To make talking about these easier, let’s pick a few familiar points of reference. If you spend any time playing with
ping or looking at specs for hard disks, you’re probably used to thinking in milliseconds rather than nanoseconds. A millisecond is 1,000,000 nanoseconds. So the “round trip within same datacenter” timing above is 0.5ms, which sounds about right to me.
The exact numbers here aren’t as important as the differences in magnitude as you move up and down the list.
Let’s walk through an example: deciding between a distributed in-memory key/value store (like Redis) or a disk-based system like Berkeley DB is something you can quantify.
If we assume that the data set is sufficiently larger than the available RAM on your server, then most Berkeley DB accesses will have to hit disk and probably result in a few seeks (we’ll ignore the details of hash table vs. B-Tree for now). Let’s call that 3 seeks per request, which is 10,000,000ns (or 10ms) each for a total of 30ms.
However, if you’re using a distributed in-memory key/value store, you need to fetch data from another machine in your cluster. Let’s call that a few 500,000ns (or 0.5ms) round-trips in the same datacenter (assuming persistent network connections and a simple request/response protocol) and the same 3 “seeks” as before, but this time they’re 100ns main memory references on the remote machine. Now we’re looking at a total more like 2-3ms.
Using this estimation technique, you can see that the distributed in-memory key/value store is easily 10 times faster than using a disk-based solution.
Of course, there’s a critical piece of information missing from these numbers: cost. And that cost comes in two flavors.
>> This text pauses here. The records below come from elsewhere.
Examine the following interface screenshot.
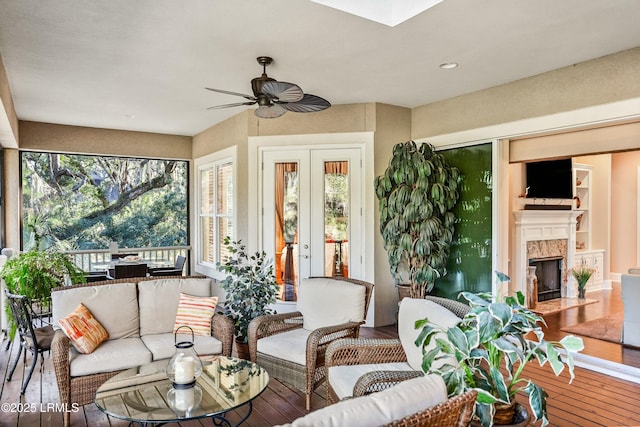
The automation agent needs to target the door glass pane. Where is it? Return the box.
[200,169,215,214]
[275,163,299,301]
[324,161,349,277]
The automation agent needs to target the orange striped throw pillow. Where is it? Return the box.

The first is the cost associated with buying enough machines to keep all the data in memory and the network gear that allows them all to talk to each other. The second “cost” is the complexity associated with having 10 servers instead of 1 server. As we saw earlier, when the number of servers grows, the odds of failures rise as well.
So you need to decide how you needs map onto the spectrum of performance and cost/complexity options. If it’s a requirement to serve N requests per second, then you can scope out what that will take given various amounts of data.
It’s fun to design big complicated systems, but it’s no fun at all to support them when they’re not performing or are too fragile because they break all the time. By knowing some basic rules of thumb in advance, you can design with the right expectations in mind and spend a lot less time scratching your head (or pulling your hair out).
Are there are performance or failure estimation tips you regularly use? What are they?